Linking Linked Places: Modeling Historical Movement
I’m very pleased to have been awarded, with colleagues Lex Berman (Harvard Center for Geographic Analysis) and Rainer Simon (Pelagios; Austrian Institute of Technology), a Pelagios Commons Resource Development Grant supporting a project we’ve titled Linking Linked Places. The following briefly describes the motivation for this work and the concrete products we plan to present at the Linked Pasts workshop in Madrid this December.
Many of the places recorded in the growing number of Pelagios-compatible historical gazetteers have been stops on journeys and trade routes, as well as sources and sinks for flows of commodities, migrants, and information. Just as users of Peripleo can now discover items associated with a place that are catalogued in multiple linked datasets, it would be worthwhile to enable discovery of attested journeys, named historical routes, and flows for which that place was a waypoint.
Researchers studying historical movement across the landscape require a robust and flexible framework for representing such phenomena, a relatively simpler interconnection format for sharing core elements of their data, and tools to assist data creation and transformations. Given these, larger regional and global network models can be assembled, and many world-historical studies that are now difficult or impossible would be greatly facilitated.
Over the next 4 ½ months we will be developing two such network data formats and a simple experimental interface to facilitate the creation and browsing of data for attested journeys, routes and flows. Our intent is that they complement, and be fully compatible with, Pelagios project technologies. Development precedes and follows on from a 3-day working meeting at the Center for Geographic Analysis at Harvard University (September 19-21).
The historical gazetteers now linked by Pelagios do a fine job of representing places. A natural next step is develop one or more simple, flexible models and formats for representing some of the relationships between places—enabling us to ask, for a given place, what other places have been connected to it throughout history, and in what way. This type of data is different in kind from place data in that it largely concerns occurrences: individual movement events and their aggregation as flows.

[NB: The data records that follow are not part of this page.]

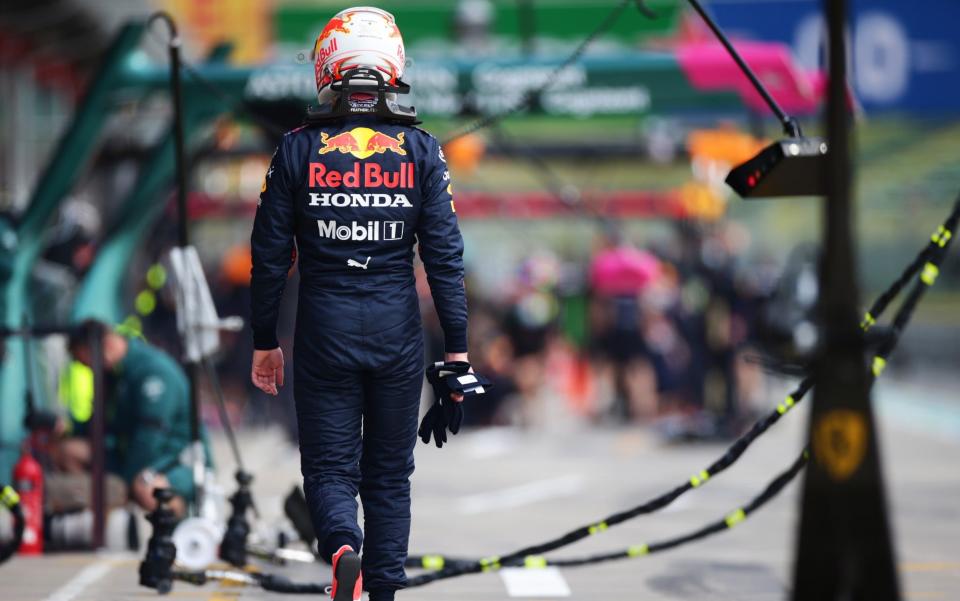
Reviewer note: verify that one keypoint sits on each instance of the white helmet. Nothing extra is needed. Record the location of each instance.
(362, 36)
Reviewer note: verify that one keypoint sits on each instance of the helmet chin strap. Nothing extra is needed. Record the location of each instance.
(376, 97)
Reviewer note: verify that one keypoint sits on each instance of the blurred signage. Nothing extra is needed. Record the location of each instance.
(632, 84)
(905, 56)
(246, 24)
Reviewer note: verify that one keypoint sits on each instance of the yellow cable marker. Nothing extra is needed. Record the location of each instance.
(698, 479)
(735, 518)
(535, 561)
(433, 562)
(879, 364)
(9, 497)
(786, 405)
(601, 527)
(941, 236)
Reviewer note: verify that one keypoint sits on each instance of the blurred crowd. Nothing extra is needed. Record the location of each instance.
(659, 335)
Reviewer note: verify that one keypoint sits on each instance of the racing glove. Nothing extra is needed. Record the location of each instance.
(448, 378)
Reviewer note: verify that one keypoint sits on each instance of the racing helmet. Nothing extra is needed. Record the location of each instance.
(362, 36)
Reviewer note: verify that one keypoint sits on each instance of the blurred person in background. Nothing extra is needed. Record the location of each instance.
(358, 362)
(147, 426)
(618, 275)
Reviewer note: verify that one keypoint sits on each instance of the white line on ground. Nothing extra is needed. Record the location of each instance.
(84, 578)
(525, 494)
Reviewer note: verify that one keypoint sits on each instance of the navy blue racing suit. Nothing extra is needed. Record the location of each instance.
(350, 199)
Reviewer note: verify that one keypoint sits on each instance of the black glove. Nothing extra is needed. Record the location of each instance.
(448, 378)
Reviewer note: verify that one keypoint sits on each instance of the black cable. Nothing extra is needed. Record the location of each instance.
(11, 500)
(939, 240)
(222, 410)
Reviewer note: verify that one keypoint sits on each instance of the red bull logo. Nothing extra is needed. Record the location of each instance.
(324, 53)
(362, 142)
(362, 175)
(336, 25)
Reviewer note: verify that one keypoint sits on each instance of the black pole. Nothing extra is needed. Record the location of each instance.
(844, 550)
(183, 230)
(527, 21)
(790, 125)
(97, 434)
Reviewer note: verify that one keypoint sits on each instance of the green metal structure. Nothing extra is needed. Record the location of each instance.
(654, 81)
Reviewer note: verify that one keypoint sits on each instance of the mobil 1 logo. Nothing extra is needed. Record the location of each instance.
(358, 231)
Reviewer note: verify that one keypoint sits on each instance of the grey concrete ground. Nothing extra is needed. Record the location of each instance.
(491, 492)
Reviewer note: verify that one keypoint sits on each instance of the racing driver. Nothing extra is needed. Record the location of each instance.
(350, 195)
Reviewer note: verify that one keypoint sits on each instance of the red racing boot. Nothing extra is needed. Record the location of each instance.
(347, 579)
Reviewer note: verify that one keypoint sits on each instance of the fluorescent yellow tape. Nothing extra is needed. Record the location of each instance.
(786, 405)
(488, 564)
(735, 518)
(9, 497)
(941, 236)
(433, 562)
(879, 364)
(698, 479)
(602, 526)
(535, 561)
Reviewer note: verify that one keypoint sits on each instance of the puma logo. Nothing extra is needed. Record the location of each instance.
(352, 263)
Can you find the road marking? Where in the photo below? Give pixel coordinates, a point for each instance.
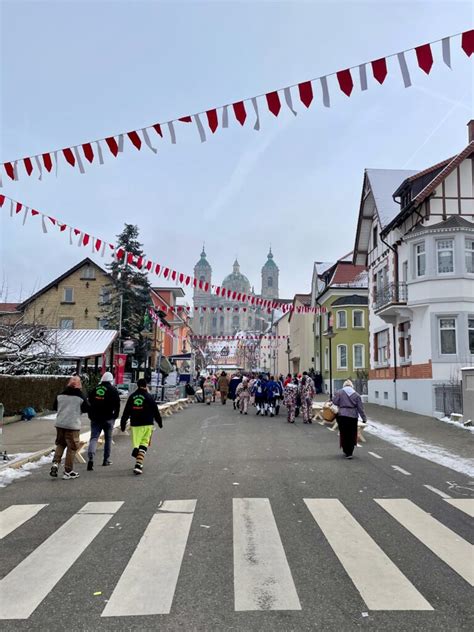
(377, 456)
(464, 504)
(262, 577)
(446, 544)
(25, 587)
(400, 469)
(148, 583)
(13, 517)
(380, 583)
(437, 491)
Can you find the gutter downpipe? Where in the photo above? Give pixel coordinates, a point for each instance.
(395, 253)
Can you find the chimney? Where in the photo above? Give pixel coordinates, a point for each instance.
(470, 130)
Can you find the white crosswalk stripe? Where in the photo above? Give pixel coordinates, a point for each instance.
(381, 584)
(13, 517)
(148, 583)
(262, 577)
(25, 587)
(444, 543)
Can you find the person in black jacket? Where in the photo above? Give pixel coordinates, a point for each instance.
(142, 410)
(104, 402)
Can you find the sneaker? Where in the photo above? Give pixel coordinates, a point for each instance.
(70, 475)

Data about such movement activity, as well as associated ways—the physical channels for that movement (roads, rivers, canals, footpaths, railroads)—are usefully abstracted in the conceptual model of networks and their component nodes and edges. Nodes correspond to places and edges any sort of link between them.
Nodes can refer to places of any type or size: from archaeological sites to settlements, to regions and administrative areas like provinces and countries. The locations of places found in gazetteers are usually described by point, line, or polygon geometries, but they can also be unknown or estimated. Gazetteers handle places.
Edges can refer to either movement events and flows between places, or to the physical channels for that activity. The figure below illustrates a few categories of node-edge network data; the accompanying table shows how edge and node tables together can encapsulate information about journeys, routes, flows, and ways. Note that the geometry of edges, just as with nodes, might be known or unknown, estimated or ignored.
So if virtually all data for historical movement activity and the ways it traversed can be represented as collections of nodes and edges, and node identifiers can simply point to gazetteer records for the corresponding places, what is lacking? The answers should follow from use cases for the operations we might wish to perform with the data: link it, conflate it, browse it, visualize it, analyze it. We need a few standard formats for representing the data (apart from edge and node tables), and software for performing those operations that can interpret our standard formats.
GeoJSON, the flexible and widely supported data format standard for human-readable representations of geographic features makes an excellent starting point. However, journeys, trade routes, and flows are not so much geographic features as they are geographic phenomena—they are essentially temporal. Topotime is a project I’ve been working at for a couple of years aimed at extending GeoJSON by adding a temporal “when” element to it, one capable of representing some aspects of uncertainty. I’m calling this GeoJSON-T. Early experiments with several datasets indicate that with some refinements, it may serve as a useful highly flexible standard for journeys, historical routes, and flows. Under this grant we will further test that assumption.
Linked Places Interconnection Format (LPIF)
Whereas GeoJSON-T will (hopefully) serve many projects having elaborate data modeling requirements, in order to facilitate wide-spread sharing and linking of historical movement data we need a simpler representation of core entities and relations, functionally comparable to the Pelagios interconnection format used for linking gazetteers. As noted, the simplest abstraction common to all such data is that of segments composed of nodes and edges. We know the edges should have temporal attributes, but what else? Under this grant, Rainer, Lex and I will develop a candidate format (with a small prototype implementation) for consideration by the Pelagios community.
 This domain involves many related concepts and terms with overlapping meanings. In the O.E.D, a way refers to “A track prepared or available for travelling along; a road, a lane, a path.” It is also the preferred term used by OpenStreetMap for any kind of network segment.
 It is worth noting that some essentially temporal constructs, such as historical periods, have equally important spatial attributes. It is likely that GeoJSON-T can be effectively used for those data as well.